Why? Well, there was something irresistible about the Giants. After July 4 they played at a .630 pace. (Their improvement coincided with the emergence of their rookie sensation, catcher Buster Posey; on July 5 he hit a home run, two days later two more, the next day another, and two days later one more.) They chased down the Padres to win the NL West title on the final day. They were a team filled with comeback stories: First baseman Aubrey Huff, for example, at age 33 and on his fifth team, had a career year that might earn him some MVP votes. They pitched well, they played hard, they hustled for runs. They beat the Braves in four games in the NLDS—all four games decided by one run.
And then they stunned the Phillies and Halladay in Game 1 of the NLCS in Philadelphia. The biggest hero was that onetime rodeo-clown prospect, Ross. He was waived by the Marlins in late August, and the Giants claimed him, mostly to keep him away from their offense-strapped rivals in San Diego. Ross grew up in New Mexico, where his dad wrestled and roped steer, and he was drawn to rodeo clowns because of their fearlessness. In his first at bat against Halladay—who had thrown 11 hitless innings in the postseason to that point—Ross homered to left. His next at bat, he homered to almost the exact same spot. Lincecum battled through seven tough innings, and another waiver-wire pickup, Burrell, a former Phillies mainstay who was released in May by Tampa Bay after proving to be hopeless as a designated hitter, hit a key RBI double. The Giants won 4--3. Another one-run victory. "To be honest," Ross said afterward, "I got lucky."
Ross has been lucky all month. He homered to break up Derek Lowe's no-hitter in the sixth inning of the Giants' Game 4 victory over Atlanta in the NLDS. And the night after he burned Halladay, Ross broke up a no-hitter by Philadelphia's Roy Oswalt in the fifth with yet another homer to the same spot in the leftfield stands. ("Stupid pitch," Oswalt said. "You can't throw him fastballs on the inside part of the plate; we know that.")
That homer was not enough, though. The Phillies—sparked by a three-run double from the previously slumping Jimmy Rollins and by Oswalt's dominant performance—breezed to a 6--1 victory to tie the series. The Phillies looked confident and in charge again. But nobody in San Francisco expected that the Giants would win this series easily. Not this team.
"You know, this is the most likable Giants team of my lifetime," Breton says. "Those teams with Mays and McCovey, they were great, but they weren't exactly cuddly. The Will Clark, Jeffrey Leonard Giants, they definitely had a little bit of an edge. The Barry Bonds, Jeff Kent Giants, well, it goes without saying....
"I never could quite go all in with those Barry Bonds Giants. I know a lot of people who did.... I just couldn't. It was amazing to watch him, but there was something missing for me. And then this team comes along, and there are no stars, and they're good guys, and they're all pulling the same rope. It's really a very different Giants team."

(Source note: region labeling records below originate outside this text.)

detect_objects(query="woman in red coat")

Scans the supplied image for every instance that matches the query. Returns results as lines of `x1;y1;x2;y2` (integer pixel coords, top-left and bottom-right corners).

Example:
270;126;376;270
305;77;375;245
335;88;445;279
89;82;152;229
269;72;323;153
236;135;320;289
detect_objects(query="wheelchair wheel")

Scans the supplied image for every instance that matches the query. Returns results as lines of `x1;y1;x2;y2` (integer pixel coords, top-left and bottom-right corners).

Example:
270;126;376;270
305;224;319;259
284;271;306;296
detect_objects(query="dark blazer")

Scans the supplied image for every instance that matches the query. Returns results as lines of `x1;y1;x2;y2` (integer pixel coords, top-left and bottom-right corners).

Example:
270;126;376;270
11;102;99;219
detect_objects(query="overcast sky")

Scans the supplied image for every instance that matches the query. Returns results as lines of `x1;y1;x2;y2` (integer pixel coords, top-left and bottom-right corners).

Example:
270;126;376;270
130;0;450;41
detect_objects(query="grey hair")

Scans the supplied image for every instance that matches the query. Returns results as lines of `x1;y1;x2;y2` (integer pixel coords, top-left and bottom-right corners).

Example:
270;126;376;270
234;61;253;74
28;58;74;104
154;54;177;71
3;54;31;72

Breton can't help but think—hope—that because these Giants are different, their October results may be different. Maybe this is the kind of Giants team that finally wins the World Series. Many fans have found themselves thinking about finally ending 52 years of frustration. But perhaps they should take the lead from manager Bruce Bochy, who, when asked about fate, shook his head and said, "You know, the way we play, we really kind of need to just try real hard to win the next game. That's tough enough, winning one game."
As for Kuiper, whose April proclamation has become something of a rallying cry for the Giants (fans show up at AT&T Park with end the torture signs), he is just enjoying it all. "Oh, every game is still torture," he says. "Who knows how this whole thing will turn out? But that's what's great about baseball, right? Who knew torture could be so much fun?"